PCS says postponed Home Office and former UKBA action will take place in a fortnight
Tens of thousands of PCS members have taken part in strike action at HM Revenue and Customs.
(Pictured: Pickets outside HMRC office, East Kilbride this morning)
The half-day action is designed to disrupt the start of the new tax year and the introduction of PAYE real-time information and follows Friday’s successful action by members at other government departments.
It is part of a three-month campaign over cuts to pay, pensions and conditions, which started with a national strike on budget day on 20 March.

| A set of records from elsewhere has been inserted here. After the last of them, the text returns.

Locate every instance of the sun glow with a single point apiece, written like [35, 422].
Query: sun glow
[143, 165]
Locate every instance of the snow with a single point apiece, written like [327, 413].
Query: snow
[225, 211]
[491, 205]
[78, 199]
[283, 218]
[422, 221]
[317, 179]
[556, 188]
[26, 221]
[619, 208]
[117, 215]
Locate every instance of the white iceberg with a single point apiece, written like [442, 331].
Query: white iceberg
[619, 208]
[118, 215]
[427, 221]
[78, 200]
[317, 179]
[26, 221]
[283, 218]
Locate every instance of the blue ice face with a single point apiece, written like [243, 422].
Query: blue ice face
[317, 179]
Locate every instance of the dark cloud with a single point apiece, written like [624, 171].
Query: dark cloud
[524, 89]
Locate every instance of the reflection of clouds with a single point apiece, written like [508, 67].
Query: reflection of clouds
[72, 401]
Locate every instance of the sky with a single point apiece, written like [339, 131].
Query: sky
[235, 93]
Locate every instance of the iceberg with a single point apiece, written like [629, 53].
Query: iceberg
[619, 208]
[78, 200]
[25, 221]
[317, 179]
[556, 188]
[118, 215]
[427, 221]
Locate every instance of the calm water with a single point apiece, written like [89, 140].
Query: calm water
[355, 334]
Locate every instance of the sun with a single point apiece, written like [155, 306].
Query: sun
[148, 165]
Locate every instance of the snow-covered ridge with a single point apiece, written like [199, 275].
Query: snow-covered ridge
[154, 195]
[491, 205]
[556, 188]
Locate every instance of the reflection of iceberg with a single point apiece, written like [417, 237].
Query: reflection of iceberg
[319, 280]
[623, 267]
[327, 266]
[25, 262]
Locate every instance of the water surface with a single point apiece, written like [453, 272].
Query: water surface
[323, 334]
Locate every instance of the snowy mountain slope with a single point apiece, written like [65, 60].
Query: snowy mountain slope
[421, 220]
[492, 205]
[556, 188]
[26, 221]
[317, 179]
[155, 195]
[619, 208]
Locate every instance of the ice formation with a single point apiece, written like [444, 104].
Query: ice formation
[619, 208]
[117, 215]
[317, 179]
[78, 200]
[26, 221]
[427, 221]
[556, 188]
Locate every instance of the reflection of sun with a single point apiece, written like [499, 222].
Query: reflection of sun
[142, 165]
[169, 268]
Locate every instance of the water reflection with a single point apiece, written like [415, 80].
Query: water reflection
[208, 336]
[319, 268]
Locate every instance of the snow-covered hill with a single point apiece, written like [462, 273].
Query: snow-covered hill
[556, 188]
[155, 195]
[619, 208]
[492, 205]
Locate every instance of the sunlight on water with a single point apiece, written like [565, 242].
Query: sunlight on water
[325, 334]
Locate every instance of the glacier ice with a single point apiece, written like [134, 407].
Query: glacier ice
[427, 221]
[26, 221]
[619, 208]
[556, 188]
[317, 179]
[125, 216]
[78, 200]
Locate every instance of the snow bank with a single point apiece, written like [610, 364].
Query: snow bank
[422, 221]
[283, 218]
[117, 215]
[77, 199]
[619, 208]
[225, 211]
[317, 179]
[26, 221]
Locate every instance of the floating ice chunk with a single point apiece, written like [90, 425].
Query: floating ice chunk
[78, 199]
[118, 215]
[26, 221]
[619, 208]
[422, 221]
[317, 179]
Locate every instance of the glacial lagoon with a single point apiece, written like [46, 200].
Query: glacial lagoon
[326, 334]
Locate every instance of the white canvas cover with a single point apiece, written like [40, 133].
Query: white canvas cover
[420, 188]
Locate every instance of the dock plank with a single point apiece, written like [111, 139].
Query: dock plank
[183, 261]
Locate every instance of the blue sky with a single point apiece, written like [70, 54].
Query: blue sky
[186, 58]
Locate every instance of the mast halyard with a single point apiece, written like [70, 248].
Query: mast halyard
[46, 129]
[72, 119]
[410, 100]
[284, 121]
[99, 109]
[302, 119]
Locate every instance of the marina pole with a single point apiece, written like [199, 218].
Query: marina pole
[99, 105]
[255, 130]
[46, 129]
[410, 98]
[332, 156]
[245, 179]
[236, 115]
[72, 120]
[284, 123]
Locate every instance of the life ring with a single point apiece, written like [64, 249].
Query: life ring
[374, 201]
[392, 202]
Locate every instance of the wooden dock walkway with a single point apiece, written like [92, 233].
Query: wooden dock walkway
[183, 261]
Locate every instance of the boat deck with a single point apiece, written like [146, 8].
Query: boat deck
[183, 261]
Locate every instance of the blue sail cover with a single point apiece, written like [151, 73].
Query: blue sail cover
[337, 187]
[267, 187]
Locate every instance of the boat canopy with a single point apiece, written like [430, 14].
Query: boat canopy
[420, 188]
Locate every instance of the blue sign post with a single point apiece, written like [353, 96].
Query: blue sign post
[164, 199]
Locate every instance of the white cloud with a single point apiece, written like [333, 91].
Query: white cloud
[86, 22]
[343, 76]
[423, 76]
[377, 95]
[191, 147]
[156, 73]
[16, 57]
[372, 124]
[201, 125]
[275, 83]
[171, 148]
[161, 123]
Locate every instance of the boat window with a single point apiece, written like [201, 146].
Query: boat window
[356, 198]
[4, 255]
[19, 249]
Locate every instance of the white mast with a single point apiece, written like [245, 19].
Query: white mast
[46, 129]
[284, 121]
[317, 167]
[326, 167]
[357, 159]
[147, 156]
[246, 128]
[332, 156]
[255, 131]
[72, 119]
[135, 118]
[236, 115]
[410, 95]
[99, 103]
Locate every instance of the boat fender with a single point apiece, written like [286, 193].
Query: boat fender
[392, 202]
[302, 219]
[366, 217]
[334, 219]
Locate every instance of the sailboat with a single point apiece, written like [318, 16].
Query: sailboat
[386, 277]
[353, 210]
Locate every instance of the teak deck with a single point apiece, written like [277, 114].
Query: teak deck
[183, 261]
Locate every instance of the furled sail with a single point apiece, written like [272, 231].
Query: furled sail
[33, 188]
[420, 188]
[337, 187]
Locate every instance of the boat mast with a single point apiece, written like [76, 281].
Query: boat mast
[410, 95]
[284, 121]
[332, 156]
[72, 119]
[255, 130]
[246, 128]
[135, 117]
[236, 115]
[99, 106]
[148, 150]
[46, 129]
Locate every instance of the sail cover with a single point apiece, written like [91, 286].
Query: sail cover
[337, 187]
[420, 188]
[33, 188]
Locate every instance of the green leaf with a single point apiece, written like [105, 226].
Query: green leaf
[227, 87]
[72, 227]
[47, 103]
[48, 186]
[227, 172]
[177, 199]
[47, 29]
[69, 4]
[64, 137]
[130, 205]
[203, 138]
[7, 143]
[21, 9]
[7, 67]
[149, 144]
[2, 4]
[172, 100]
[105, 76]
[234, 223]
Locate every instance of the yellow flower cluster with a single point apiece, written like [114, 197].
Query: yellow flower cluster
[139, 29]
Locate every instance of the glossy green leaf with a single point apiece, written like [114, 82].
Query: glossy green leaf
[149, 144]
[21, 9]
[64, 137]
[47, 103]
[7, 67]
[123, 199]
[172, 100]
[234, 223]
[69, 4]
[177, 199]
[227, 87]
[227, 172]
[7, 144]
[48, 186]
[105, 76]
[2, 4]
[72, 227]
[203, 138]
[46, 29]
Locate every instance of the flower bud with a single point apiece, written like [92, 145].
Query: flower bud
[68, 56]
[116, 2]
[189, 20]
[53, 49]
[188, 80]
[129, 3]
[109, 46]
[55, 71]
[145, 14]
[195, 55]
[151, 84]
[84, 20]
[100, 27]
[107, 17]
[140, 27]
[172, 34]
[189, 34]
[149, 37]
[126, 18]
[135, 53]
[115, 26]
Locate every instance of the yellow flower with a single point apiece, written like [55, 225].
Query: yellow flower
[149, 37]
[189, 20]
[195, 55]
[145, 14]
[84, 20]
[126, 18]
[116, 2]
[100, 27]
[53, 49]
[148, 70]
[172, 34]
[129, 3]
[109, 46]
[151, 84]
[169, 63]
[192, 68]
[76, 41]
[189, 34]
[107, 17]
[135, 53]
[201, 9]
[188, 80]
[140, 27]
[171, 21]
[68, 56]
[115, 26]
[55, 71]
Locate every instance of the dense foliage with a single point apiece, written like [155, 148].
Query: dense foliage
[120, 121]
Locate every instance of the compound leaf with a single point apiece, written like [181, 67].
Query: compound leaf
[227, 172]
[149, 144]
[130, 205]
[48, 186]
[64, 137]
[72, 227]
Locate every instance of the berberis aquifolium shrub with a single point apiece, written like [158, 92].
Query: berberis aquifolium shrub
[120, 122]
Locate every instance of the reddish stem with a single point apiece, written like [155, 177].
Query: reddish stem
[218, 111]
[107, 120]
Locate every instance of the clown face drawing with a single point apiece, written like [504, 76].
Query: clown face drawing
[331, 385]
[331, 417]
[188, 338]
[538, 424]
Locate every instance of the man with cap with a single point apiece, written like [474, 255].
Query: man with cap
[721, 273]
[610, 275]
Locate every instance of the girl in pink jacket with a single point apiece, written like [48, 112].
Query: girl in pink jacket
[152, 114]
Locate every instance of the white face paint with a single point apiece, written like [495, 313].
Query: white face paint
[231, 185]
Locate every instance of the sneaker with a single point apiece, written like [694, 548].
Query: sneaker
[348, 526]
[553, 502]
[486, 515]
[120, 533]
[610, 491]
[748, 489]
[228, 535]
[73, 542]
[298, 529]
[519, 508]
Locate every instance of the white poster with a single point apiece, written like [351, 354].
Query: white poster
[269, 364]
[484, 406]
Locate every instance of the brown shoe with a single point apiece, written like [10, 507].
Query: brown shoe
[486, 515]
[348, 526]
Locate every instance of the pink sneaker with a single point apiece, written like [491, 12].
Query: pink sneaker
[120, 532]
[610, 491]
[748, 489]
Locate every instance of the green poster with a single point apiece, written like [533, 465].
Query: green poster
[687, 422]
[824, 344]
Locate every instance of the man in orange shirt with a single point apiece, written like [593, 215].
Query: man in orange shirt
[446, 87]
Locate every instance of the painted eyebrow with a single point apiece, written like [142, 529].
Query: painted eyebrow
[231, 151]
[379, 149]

John Davidson – a member of the union’s HMRC group executive, who joined pickets this morning in East Kilbride – told UnionNews: “The mood on the pickets is still very positive.
“We’ve not been able to do workplace leafleting in the same way as before, but lots of folk turned back from the picket and people were asking for a full day’s action next time instead of just the half-day like this.”
There have been hundreds of picket lines at workplaces around the UK – including call centres, processing offices and the face-to-face enquiry centres the government plans to close.
A 24-hour strike in the Home Office and former UK Border Agency, planned for today but postponed after a legal challenge, will now be escalated to a week-long series of walkouts across various parts of the department in a fortnight’s time.
Officials and senior reps are thought to be preparing for a second round of national action in early June. PCS and other unions are also discussing plans for coordinated strike action against Coalition government policies on 26 June.
PCS general secretary Mark Serwotka said: “These strikes are part of an ongoing campaign of industrial action and protests to cause disruption for the government at key times and put pressure on ministers who are refusing to even talk to us.
“Civil and public servants are working harder than ever to provide the services we all rely on but, instead of rewarding them, the government is imposing cuts to their pay, raiding their pensions and trying to rip up their basic working conditions.”